Single cell mRNAs were converted to cDNAs through polyA primers containing a sample barcode and unique molecular identifiers (UMIs). We employed two rounds of in vitro transcription amplification (Hashimshony et al., 2012; Jaitin et al., 2014) followed by Illumina TrueSeq protocol to construct RNAseq libraries. Through next generation sequencing, we obtained ~ 4.8X105 (median, Avg=6.9x105) mapped reads per cell, each containing ~1.0x105 (median, Avg=1.4x105) unique reads that typically detected on average ~10,000 genes (range ~7,500 to ~12,000 genes median), with >95% of the single cells detecting >6,000 genes (Figure S1B-C). In each single cell ERCC spike-in RNA (Life Technologies) were used as internal controls, for which the absolute number of molecules that are added to sample can be calculated; this gave a linear relationship of input-output measures with a slope of 0.92 and adjusted R2=0.96 (Figure S1D). Following quality control screen, we obtained high depth transcriptome of ~584 cells from the 6 GTPs (Figure S1D).
This unique dataset thus contains high-resolution transcriptomes of phenotype-defined cortical GABAergic GTPs.
RNA double in-situ and imaging
RNA double in-situ was performed using Quantigene ViewRNA tissue ISH (Affymetrix, USA) following manufacturer's recommended protocol. Fresh unfixed brain tissues were frozen in OCT blocks using dry-ice isopentane slurry. Brains can be stored in -80C until cryosectioning. Cryosectioning was done on Leica cryotome at 12um thickness, and sections collected on charged glass slides. Custom and off-the shelf branched-DNA oligo ISH probes were designed and synthesized by Affymetrix Quantigene ViewRNA. Sections on slides were postfixed just prior to ISH, and in-situ steps were followed according to manufacturer’s recommended protocol. For dual signal detection QuantiGene Type-1 and Type-6 probes were used. Fluorescent signals from Type-1 and Type-6 ISH probes were imaged on tile-scanning mode using Perkin Elmer spinning disk confocal at 10X magnification and auto-stitched using Volocity software. Stitched images were exported as TIFFs for further processing and adjustments to brightness and contrast in FIJI (Fiji is just ImageJ) and assembled in Adobe Illustrator.

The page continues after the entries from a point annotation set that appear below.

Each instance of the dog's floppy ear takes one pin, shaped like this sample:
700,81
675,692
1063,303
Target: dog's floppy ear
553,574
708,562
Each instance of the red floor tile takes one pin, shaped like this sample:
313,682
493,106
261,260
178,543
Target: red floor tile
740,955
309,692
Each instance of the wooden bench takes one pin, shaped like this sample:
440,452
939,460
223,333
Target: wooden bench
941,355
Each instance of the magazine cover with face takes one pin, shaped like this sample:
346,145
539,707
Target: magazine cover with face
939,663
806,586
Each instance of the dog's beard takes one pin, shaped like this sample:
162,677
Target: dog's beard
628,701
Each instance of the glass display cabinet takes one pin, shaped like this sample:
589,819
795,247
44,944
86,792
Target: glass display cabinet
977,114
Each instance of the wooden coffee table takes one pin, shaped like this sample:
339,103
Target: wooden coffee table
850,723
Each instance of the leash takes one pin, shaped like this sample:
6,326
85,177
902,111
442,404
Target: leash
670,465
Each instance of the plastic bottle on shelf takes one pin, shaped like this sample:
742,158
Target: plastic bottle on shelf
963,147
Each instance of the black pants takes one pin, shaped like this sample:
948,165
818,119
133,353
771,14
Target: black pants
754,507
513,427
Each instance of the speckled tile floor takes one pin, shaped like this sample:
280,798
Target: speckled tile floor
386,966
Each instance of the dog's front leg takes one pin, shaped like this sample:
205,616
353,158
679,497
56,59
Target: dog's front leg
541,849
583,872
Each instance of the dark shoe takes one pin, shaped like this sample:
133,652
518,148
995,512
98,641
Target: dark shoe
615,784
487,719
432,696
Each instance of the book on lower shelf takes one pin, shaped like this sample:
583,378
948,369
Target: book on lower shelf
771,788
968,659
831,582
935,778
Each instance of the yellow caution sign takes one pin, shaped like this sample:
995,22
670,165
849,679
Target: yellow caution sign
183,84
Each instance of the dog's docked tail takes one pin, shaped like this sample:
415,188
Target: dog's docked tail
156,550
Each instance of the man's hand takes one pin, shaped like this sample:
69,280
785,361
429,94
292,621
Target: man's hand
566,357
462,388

Super-resolution microscopy
Super resolution images were acquired with GE Healthcare OMX V3 system using: 488 and 593 nm solid state lasers; UPlanS Apochromat 100×1.4 NA objective lens (Olympus); 2 EM-CCD cameras (Cascade II 512, Photometrics). 3D structured illumination images were reconstructed with SoftWoRx® 6.5.2 software. 3D rendering was performed using Imaris (Bitplane) 7.6.5. exported as TIFF, processed in FIJI and assembled in Adobe Illustrator.
Ethics
Mice were bred and maintained according to animal husbandry protocols at Cold Spring Harbor Laboratory (Institutional Animal Care and Use Committee reference number 16-13-09-8).
Glossary of terms
Neighbor voting – A method to classify cells into known types based on the similarity of the gene expression profiles for a given gene set.
Cross-validation – A method to estimate how well the results of an analysis will generalize. The main purpose of cross-validation is to avoid overfitting to a particular dataset, or in this case, library batch. There are many ways to implement cross-validation; in this study we use a batch-stratified cross-validation. In this analysis, we hide labels from one batch at a time, making predictions as each label is hidden, until we have tested all of the batches within a particular cell type.
Performance – The metric used to quantify cell identity. This refers to the area under the receiver operating characteristic curve (AUROC).
Methods Reference
SUPPLEMENTAL TEXT
1. Differential expression of cell adhesion molecules and carbohydrate modifying enzymes among GTPs suggests large capacity for cell surface and extracellular matrix labels
1a. Cell adhesion molecules
Among IgCAMs, Kitl, Kirrel, JAM2, 3, ICAM5 are each highly enriched in a specific subpopulation (Figure 3F). Other differentially expressed cell adhesion systems include: non-clustered protocadherins, major cadherins, receptor protein tyrosine phosphatases, semaphorin-plexin group (Figure 3F).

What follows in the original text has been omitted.